As much as it was a space of making, the studio at 7 The Mall served as an exhibiting space for the artists, in which decorative items such as fishing floats, striped pencils and even a kazoo were prized almost as highly as the artworks themselves. The mantelpiece provided a particularly rich opportunity for display, with artworks and objects constantly rearranged upon it. As Hepworth reflected in 1934, ‘Objects that we place near to each other, in their different aspects and relationships create new experience’.

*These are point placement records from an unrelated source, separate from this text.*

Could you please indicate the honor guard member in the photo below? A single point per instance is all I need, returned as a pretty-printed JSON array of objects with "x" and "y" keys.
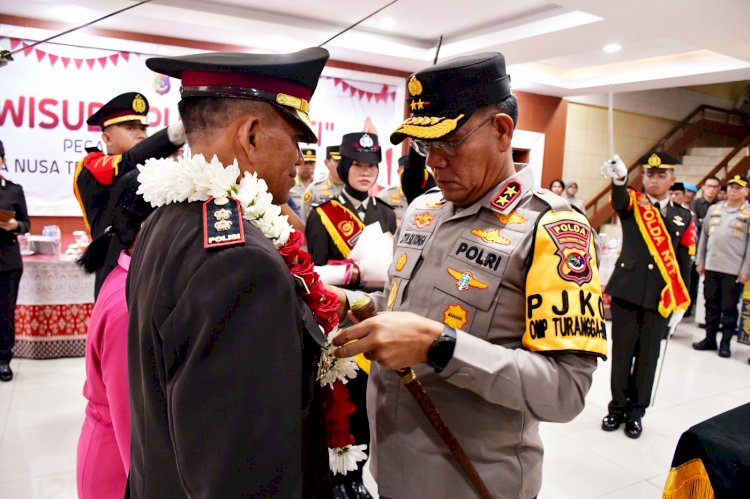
[
  {"x": 493, "y": 298},
  {"x": 332, "y": 231},
  {"x": 223, "y": 351},
  {"x": 394, "y": 195},
  {"x": 416, "y": 179},
  {"x": 334, "y": 225},
  {"x": 648, "y": 284},
  {"x": 123, "y": 121},
  {"x": 14, "y": 222},
  {"x": 302, "y": 182},
  {"x": 325, "y": 189},
  {"x": 724, "y": 260}
]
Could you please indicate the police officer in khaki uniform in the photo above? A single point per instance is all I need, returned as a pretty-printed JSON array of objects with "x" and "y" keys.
[
  {"x": 723, "y": 258},
  {"x": 325, "y": 189},
  {"x": 493, "y": 298},
  {"x": 394, "y": 195},
  {"x": 303, "y": 181}
]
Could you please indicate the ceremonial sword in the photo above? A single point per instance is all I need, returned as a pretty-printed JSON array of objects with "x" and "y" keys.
[{"x": 363, "y": 308}]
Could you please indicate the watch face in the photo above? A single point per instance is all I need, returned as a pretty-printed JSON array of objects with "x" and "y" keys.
[{"x": 441, "y": 350}]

'Where does art end and decoration begin?'

Hepworth and Nicholson’s belief in the significance of the domestic space led them to produce a number of hand-printed fabrics and rugs in this period. At their joint exhibition at Alex. Reid & Lefevre Ltd. in 1933, these were exhibited beside painting, sculpture and collage. Observing the consternation caused by modern art in some quarters, one critic wrote, ‘it is curious to think that many who will appreciate the delightful rugs and fabrics designed by these artists will take exception to the framing as pictures of precisely similar arrangements of line and colour. Where indeed, does art end and decoration begin?’

Photographing 7 The Mall

The photographs seen here were taken by the prolific but today little-known art photographer Paul Laib (1869-1958). Laib ran a busy photographic studio in Thistle Grove, South Kensington, between 1901 and 1958. The studio photographed the work of eminent painters such as John Singer Sargent and Philip de László (who painted the only known likeness of Laib, now in the Courtauld collection), as well as a younger generation of artists that included the sculptor Jacob Epstein and John Piper. Laib’s entire archive of around 22,000 glass plate negatives joined the Courtauld’s extensive photographic collections in 1974 as a gift from the descendants of de László, who had acquired it shortly before.

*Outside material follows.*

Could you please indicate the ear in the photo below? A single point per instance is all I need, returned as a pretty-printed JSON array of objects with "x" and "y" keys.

Laib was commissioned by Hepworth and Nicholson to produce not only photographs of artworks, which were his specialism, but also portraits and photographs of the studio. Taken over several visits to 7 The Mall between 1932 and 1936, the total number of known photographs from this period amounts to around 130. Hepworth and Nicholson were fastidious about photography but regarded Laib highly, with Nicholson describing him as an ‘expert in modern paintings’. The photographs that resulted from their collaboration are among the most evocative and iconic studio images taken in Britain during the 20th century, and record a celebrated episode in the history of modern art.

Painting of Paul Laib, with grey hair and wearing glasses and a black suit. The painting is unfinished; only the face and the upper right part of the background are painted.
Philip de László, Portrait of Paul Laib, 1934, oil on canvas. Inscribed: ‘during one hour + ¾ / my Xmas present. De László, 1934, XII.’ Courtauld Institute of Art. Gift of Damon de Laszlo, 1990.

Hepworth and Nicholson: The Hampstead Studio Photographs is on display in the Project Space, Floor 2, from 6 June – 4 October 2026.